Che fine ha fatto la tanto sbandierata lotta al caro voli? E soprattutto: quanto tempo serve perché un rimborso arrivi davvero nelle tasche dei cittadini siciliani?

La domanda sorge spontanea alla luce della segnalazione che ci arriva da un nostro lettore, che ci ha fornito l’immagine che pubblichiamo in copertina. Si tratta della schermata del portale regionale SiciliaPEI – Bando Caro Voli, da cui risulta che una richiesta di rimborso per due voli Catania–Milano e Milano-Catania effettuati il 24 e 25 aprile 2025, risulta ancora oggi “in lavorazione”.

Le domande sono state inoltrate il 13 e 14 maggio 2025. Ad oggi sono passati oltre sette mesi, quasi otto dal viaggio, nove dall’acquisto del biglietto (avvenuto il 23/03/2025).

Sette mesi non sono bastati alla Regione Siciliana per accreditare poche decine di euro a un cittadino che ha usufruito di una delle tratte più tipiche — e più penalizzate — nei collegamenti tra Sicilia e Continente. Un’attesa che, con amara ironia, ricorda più i tempi di una gestazione che quelli di una procedura amministrativa digitale.

 

lo screen shot che ci ha fatto pervenire il nostro followers. abbiamo cancellato i dati sensibili

Eppure il contributo sul caro voli viene tuttora presentato come una risposta concreta a un problema reale e strutturale. Ma se i rimborsi arrivano (quando arrivano) con tanti mesi di ritardo, il beneficio rischia di trasformarsi in una promessa svuotata di efficacia, buona per i comunicati stampa ma poco utile nella vita reale.

Lo avevamo già scritto in precedenza, sollevando dubbi e criticità su una misura che sembra intervenire a valle, senza incidere davvero sul nodo centrale del problema: tariffe fuori controllo, soprattutto nei periodi di alta domanda.
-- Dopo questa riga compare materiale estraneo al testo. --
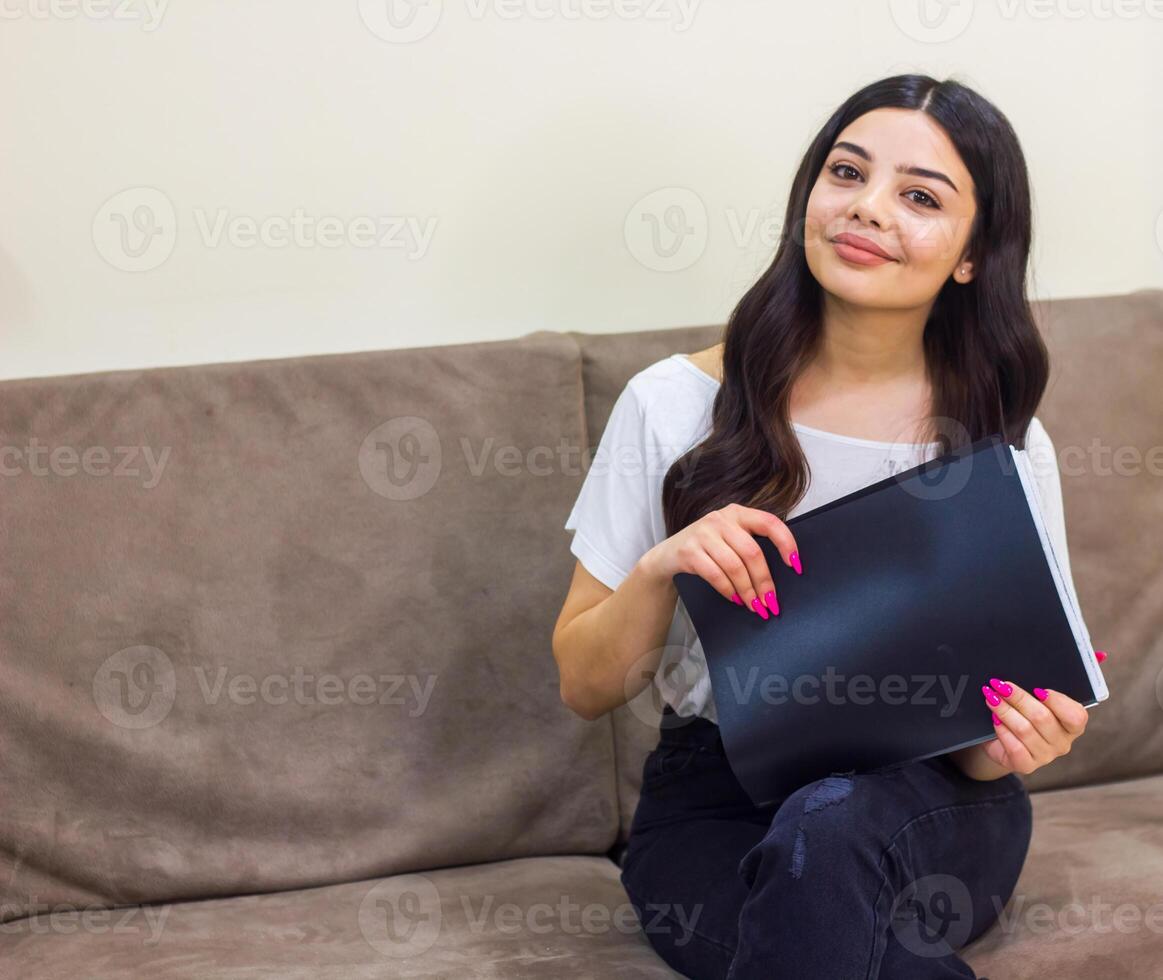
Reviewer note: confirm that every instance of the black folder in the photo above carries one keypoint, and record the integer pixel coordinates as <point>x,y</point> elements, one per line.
<point>917,589</point>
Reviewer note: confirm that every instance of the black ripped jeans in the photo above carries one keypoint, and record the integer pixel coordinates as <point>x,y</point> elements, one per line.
<point>880,874</point>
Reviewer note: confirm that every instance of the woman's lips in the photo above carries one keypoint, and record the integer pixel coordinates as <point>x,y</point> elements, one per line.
<point>858,256</point>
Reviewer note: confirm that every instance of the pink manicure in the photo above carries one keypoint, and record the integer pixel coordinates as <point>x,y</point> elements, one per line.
<point>1001,687</point>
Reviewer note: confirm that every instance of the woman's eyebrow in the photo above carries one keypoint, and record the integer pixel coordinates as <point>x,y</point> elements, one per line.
<point>915,171</point>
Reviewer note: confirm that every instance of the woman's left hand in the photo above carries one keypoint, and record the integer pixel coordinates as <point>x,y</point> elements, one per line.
<point>1033,728</point>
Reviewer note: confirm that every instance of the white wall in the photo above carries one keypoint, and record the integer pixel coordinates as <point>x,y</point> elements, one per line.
<point>520,142</point>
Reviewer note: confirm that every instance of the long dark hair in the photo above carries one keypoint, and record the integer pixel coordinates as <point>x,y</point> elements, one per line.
<point>985,359</point>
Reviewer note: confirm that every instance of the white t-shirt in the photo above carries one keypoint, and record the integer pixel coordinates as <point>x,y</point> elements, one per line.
<point>662,413</point>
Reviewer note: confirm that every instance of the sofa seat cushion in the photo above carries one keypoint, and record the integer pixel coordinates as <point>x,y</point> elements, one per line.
<point>1087,902</point>
<point>530,917</point>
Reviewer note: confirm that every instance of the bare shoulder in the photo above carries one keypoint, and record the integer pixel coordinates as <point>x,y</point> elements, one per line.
<point>711,360</point>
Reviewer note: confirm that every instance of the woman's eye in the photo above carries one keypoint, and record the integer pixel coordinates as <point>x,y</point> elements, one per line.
<point>932,202</point>
<point>928,202</point>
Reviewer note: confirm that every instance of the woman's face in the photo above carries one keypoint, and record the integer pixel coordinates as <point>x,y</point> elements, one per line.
<point>921,220</point>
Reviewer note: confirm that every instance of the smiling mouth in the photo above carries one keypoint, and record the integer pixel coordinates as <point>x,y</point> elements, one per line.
<point>857,255</point>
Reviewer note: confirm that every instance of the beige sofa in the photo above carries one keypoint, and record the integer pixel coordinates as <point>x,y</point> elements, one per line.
<point>277,696</point>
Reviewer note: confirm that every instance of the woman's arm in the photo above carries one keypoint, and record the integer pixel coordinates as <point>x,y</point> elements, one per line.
<point>608,643</point>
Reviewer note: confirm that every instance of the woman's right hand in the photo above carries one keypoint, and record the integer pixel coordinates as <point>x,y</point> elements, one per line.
<point>720,549</point>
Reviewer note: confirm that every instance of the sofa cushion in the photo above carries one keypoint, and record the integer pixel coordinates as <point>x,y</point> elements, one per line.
<point>1103,412</point>
<point>298,642</point>
<point>533,917</point>
<point>1087,902</point>
<point>608,360</point>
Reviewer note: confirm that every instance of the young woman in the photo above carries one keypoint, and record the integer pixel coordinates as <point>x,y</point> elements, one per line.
<point>891,326</point>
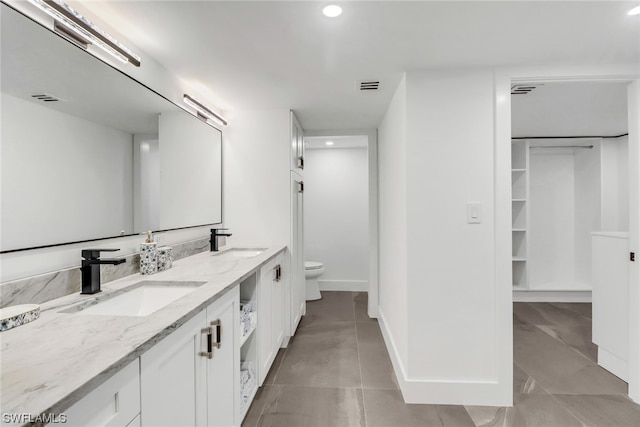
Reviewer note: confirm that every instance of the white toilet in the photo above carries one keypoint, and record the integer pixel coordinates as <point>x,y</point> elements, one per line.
<point>313,270</point>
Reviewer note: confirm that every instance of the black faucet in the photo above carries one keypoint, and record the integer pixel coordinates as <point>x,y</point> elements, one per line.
<point>91,268</point>
<point>214,238</point>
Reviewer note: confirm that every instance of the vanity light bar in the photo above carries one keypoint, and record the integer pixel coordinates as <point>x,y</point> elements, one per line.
<point>73,20</point>
<point>202,109</point>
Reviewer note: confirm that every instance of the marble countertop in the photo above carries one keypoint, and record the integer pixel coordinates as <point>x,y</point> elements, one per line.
<point>54,361</point>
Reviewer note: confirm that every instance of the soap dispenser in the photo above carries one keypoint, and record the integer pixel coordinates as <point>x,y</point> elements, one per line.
<point>148,255</point>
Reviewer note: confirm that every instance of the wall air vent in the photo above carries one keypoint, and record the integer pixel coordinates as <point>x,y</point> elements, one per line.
<point>522,89</point>
<point>45,97</point>
<point>369,85</point>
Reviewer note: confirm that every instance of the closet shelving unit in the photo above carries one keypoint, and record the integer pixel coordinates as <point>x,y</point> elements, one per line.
<point>519,211</point>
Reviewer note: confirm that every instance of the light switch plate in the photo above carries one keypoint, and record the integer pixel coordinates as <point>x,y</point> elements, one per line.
<point>474,213</point>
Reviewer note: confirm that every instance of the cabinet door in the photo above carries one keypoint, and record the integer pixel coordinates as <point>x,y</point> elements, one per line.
<point>223,369</point>
<point>173,381</point>
<point>265,313</point>
<point>277,305</point>
<point>114,403</point>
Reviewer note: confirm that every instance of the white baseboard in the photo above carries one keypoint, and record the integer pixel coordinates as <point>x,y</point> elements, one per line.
<point>612,363</point>
<point>442,391</point>
<point>532,295</point>
<point>344,285</point>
E oggi, sotto le feste natalizie, gli aumenti dei prezzi dei biglietti aerei hanno superato anche il 600% rispetto alla media annuale, rendendo di fatto proibitivo tornare in Sicilia per molti residenti e fuorisede.
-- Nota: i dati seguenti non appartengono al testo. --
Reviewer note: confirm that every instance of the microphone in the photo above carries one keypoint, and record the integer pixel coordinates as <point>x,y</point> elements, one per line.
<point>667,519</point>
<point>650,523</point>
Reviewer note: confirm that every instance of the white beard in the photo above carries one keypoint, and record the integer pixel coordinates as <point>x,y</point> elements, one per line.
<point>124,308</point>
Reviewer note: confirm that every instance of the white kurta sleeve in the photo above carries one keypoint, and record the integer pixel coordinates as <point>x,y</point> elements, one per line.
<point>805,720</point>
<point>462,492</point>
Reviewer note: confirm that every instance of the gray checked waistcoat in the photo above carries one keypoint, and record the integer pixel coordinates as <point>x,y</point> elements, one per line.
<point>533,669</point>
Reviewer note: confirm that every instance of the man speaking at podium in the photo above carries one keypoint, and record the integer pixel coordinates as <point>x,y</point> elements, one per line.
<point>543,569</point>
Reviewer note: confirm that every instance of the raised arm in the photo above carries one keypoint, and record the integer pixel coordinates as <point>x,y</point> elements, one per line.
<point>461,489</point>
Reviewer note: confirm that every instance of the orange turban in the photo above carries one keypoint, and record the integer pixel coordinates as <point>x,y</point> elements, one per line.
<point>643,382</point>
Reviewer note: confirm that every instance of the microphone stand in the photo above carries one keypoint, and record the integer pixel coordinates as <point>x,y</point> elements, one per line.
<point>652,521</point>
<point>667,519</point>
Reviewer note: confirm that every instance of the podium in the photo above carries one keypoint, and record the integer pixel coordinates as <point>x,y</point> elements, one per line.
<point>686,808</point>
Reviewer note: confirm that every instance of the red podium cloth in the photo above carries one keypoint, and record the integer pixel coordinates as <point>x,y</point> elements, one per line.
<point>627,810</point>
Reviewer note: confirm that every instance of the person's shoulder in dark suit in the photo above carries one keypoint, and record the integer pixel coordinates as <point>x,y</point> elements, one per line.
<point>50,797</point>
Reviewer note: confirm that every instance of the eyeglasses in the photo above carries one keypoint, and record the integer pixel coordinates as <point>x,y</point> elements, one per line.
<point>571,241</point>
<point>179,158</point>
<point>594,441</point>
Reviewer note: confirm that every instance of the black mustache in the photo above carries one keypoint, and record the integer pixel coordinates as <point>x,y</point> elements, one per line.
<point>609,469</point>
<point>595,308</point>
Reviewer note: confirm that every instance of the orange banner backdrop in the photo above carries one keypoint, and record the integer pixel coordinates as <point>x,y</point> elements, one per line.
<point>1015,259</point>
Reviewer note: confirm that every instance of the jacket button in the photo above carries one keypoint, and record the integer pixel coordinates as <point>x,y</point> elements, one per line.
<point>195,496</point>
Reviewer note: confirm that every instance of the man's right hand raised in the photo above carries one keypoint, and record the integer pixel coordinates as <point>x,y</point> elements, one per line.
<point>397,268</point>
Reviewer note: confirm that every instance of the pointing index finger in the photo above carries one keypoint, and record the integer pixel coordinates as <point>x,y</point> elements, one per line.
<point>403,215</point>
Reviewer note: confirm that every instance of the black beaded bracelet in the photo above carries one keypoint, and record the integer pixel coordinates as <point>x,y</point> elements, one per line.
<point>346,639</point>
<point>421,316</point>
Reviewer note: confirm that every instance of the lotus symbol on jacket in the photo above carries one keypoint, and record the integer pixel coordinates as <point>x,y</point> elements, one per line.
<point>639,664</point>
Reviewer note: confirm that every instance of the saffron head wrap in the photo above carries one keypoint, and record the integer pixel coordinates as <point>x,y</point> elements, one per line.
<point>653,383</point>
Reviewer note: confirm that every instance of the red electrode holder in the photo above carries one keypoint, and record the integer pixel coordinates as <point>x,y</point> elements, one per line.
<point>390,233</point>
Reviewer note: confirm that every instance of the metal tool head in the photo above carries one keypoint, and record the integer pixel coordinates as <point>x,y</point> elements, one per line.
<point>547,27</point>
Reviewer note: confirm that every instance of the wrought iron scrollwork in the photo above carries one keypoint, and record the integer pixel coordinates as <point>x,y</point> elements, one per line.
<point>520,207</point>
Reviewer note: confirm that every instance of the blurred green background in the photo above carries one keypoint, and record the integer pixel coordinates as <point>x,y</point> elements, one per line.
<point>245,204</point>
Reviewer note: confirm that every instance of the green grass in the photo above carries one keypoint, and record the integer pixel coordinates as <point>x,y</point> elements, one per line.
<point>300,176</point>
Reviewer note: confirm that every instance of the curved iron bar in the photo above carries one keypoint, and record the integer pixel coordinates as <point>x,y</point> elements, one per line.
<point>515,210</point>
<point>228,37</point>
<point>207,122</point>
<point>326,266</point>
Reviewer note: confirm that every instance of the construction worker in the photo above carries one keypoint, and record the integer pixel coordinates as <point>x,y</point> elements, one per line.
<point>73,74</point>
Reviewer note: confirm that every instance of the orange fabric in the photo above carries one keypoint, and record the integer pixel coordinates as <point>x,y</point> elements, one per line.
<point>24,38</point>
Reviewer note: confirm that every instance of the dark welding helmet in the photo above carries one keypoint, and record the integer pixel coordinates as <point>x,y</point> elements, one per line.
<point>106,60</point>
Sul caro voli oltre ai ritardi, il folclore

In barba anche ad altre soluzioni geniali sbandierate dal governo regionale, come i mitici “Sicilia Express” di cui anche oggi si è parlato in entusiastici servizi giornalistici in cui si continua a nascondere la cruda realtà dei numeri che, come è noto, non fanno politica: con i loro 1000 posti offerti, i due treni straordinari pagati “a sangue di papa” dalla Regione siciliana (nostro articolo QUI) incrementano l’offerta Sicilia-continente dello 0,66%. Cifra che serve solo a non turbare il sonno delle compagnie aeree, che continuano ad incassare utili favolosi sotto le feste.
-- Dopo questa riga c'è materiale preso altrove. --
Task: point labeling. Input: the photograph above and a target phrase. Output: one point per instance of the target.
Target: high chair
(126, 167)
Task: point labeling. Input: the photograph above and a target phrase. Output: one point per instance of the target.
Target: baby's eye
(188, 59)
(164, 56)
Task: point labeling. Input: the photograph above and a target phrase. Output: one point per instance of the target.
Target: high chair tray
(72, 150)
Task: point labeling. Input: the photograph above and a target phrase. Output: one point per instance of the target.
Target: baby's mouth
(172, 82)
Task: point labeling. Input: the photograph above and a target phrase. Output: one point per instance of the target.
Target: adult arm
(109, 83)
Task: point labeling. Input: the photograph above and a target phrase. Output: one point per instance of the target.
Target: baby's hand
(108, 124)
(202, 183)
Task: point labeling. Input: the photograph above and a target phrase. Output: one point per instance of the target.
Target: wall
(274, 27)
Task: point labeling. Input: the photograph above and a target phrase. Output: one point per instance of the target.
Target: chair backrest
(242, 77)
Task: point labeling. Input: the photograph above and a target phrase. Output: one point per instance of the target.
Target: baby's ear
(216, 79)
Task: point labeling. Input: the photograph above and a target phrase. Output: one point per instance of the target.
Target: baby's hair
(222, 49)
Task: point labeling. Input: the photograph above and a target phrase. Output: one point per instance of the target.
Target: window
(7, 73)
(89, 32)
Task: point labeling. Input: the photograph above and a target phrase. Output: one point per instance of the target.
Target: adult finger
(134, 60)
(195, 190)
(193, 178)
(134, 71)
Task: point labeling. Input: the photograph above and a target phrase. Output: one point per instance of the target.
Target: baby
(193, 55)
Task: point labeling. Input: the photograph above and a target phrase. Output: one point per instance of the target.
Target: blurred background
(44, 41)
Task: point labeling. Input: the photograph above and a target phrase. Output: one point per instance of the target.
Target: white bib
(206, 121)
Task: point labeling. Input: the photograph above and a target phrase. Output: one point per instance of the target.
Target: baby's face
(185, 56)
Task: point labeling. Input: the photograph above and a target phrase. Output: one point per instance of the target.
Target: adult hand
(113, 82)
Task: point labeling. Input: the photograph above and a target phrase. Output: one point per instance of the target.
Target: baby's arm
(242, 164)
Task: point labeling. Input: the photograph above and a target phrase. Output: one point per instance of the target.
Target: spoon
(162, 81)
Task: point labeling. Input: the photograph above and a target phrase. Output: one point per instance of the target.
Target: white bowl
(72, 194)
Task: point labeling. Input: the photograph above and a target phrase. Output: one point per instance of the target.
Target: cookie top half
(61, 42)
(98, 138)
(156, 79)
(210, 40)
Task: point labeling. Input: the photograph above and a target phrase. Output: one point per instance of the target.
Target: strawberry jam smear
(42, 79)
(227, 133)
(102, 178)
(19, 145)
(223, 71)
Tutto ciò, in un regime di libero mercato, è difficile da digerire, ma comprensibile. Così come è complicato non diciamo imporre, ma anche soltanto chiedere alle compagnie aeree di ridurre drasticamente le tariffe in periodi sensibili. Tuttavia occorrerebbe evitare, da parte delle istituzioni, almeno la presa in giro nei confronti dei tanti siciliani (sono centinaia di migliaia, altro che i mille del “Sicilia Express”) che vorrebbero ricongiungersi con i loro cari durante le feste.

Cominciando, magari, a rendere meno tormentato il recupero di quanto sborsato dopo i sistematici, puntualissimi incrementi delle tariffe aeree, attraverso procedure rapide, tempi certi, rimborsi che arrivino in tempi ragionevoli.

Perché altrimenti la “lotta al caro voli” rischia di restare ciò che sempre più cittadini percepiscono: una misura efficace solo sulla carta, mentre nella realtà si continua ad aspettare. E a pagare.